Over a long and prolific career, David Breashears’ work as a cinematographer, producer, director and photographer netted him credits on nearly two dozen films, from documentaries to Hollywood blockbusters like Cliffhanger and Seven Years in Tibet. Through climbing, filmmaking and climate advocacy, he expanded society’s understanding of the Himalayas and Mount Everest while sounding the alarm about the fragility of that revered landscape in a changing climate.

“For his family and for people everywhere touched by his lifetime of accomplishments, it is an inestimable loss.”

David Breashears is survived by his wife, daughter, brother, and other family who issued a statement expressing their profound sadness at his passing:

“David was a beloved brother, uncle, father, friend, and colleague and a caring, impassioned advocate of adventure, exploration, and the health of our planet… What fulfilled him the most – where he’d want his legacy to lie – is his non-profit organization, GlacierWorks, which he founded in 2007 to highlight the Himalayan glaciers through art, science, and adventure.
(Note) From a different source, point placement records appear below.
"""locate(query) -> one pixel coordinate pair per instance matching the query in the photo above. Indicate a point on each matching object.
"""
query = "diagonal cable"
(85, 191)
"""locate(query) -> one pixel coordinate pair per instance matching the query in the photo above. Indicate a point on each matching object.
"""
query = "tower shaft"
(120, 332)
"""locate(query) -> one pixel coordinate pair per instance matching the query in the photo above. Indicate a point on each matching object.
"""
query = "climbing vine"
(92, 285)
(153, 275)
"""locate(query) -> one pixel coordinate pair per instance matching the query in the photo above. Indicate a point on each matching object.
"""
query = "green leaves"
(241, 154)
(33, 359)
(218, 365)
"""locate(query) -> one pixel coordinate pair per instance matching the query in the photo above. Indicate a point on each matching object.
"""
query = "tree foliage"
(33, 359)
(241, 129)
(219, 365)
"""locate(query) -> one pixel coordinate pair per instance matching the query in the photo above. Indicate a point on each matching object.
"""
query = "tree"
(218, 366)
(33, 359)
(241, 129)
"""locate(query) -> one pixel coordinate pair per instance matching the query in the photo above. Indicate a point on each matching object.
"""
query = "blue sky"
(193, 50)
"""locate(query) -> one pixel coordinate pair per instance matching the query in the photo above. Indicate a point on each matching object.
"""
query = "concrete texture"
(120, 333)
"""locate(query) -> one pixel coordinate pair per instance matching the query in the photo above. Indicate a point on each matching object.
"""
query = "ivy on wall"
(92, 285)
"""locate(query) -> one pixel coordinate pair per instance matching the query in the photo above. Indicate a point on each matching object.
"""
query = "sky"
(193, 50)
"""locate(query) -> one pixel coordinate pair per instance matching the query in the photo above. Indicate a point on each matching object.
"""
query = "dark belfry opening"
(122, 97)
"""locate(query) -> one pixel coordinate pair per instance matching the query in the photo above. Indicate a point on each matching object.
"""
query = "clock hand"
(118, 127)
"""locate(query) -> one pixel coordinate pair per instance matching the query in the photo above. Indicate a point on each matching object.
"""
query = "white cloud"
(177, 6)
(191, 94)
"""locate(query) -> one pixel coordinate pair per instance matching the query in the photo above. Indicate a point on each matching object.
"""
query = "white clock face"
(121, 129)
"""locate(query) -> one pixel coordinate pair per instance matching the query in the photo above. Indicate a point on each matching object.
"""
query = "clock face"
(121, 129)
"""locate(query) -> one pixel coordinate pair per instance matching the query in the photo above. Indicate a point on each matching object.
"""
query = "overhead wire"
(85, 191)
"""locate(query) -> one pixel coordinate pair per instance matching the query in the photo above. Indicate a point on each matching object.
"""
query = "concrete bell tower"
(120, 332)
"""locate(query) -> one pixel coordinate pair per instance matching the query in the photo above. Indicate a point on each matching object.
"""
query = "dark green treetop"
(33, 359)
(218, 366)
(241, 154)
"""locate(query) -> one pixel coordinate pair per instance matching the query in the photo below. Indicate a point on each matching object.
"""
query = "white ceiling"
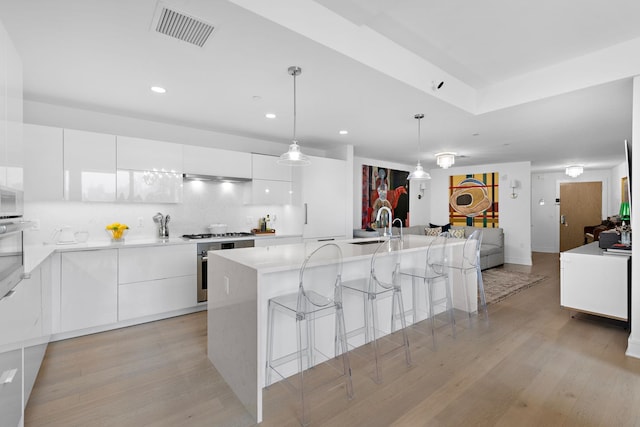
(546, 81)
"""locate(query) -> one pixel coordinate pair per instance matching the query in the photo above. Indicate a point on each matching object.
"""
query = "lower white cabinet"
(89, 289)
(154, 280)
(11, 387)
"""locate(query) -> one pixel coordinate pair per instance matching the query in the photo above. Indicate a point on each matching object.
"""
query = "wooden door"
(580, 206)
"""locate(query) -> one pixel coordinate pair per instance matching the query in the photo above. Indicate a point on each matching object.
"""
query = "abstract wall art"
(473, 200)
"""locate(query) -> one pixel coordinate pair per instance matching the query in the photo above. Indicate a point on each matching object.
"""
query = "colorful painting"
(384, 187)
(473, 200)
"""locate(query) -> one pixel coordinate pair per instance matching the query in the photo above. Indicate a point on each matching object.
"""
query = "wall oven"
(11, 254)
(203, 248)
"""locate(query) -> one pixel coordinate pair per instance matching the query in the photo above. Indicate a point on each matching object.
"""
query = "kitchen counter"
(34, 254)
(242, 281)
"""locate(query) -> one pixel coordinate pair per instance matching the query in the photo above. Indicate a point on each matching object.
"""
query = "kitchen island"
(241, 282)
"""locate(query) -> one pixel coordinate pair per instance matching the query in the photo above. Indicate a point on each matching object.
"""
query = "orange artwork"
(473, 200)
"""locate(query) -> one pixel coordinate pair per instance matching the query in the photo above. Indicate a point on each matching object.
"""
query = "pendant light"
(294, 156)
(418, 173)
With GlacierWorks, he used his climbing and photography experience to create unique records revealing the dramatic effects of climate change on the historic mountain range.”

For the climbing community, Breashears’ death marks the loss of a visionary pioneer who helped chart new frontiers in mountaineering. And for the countless people inspired by his films and advocacy around the world, it is the loss of an icon who brought the grandeur and fragility of Earth’s highest peaks into our collective awareness and consciousness. His legacy and impact are truly monumental.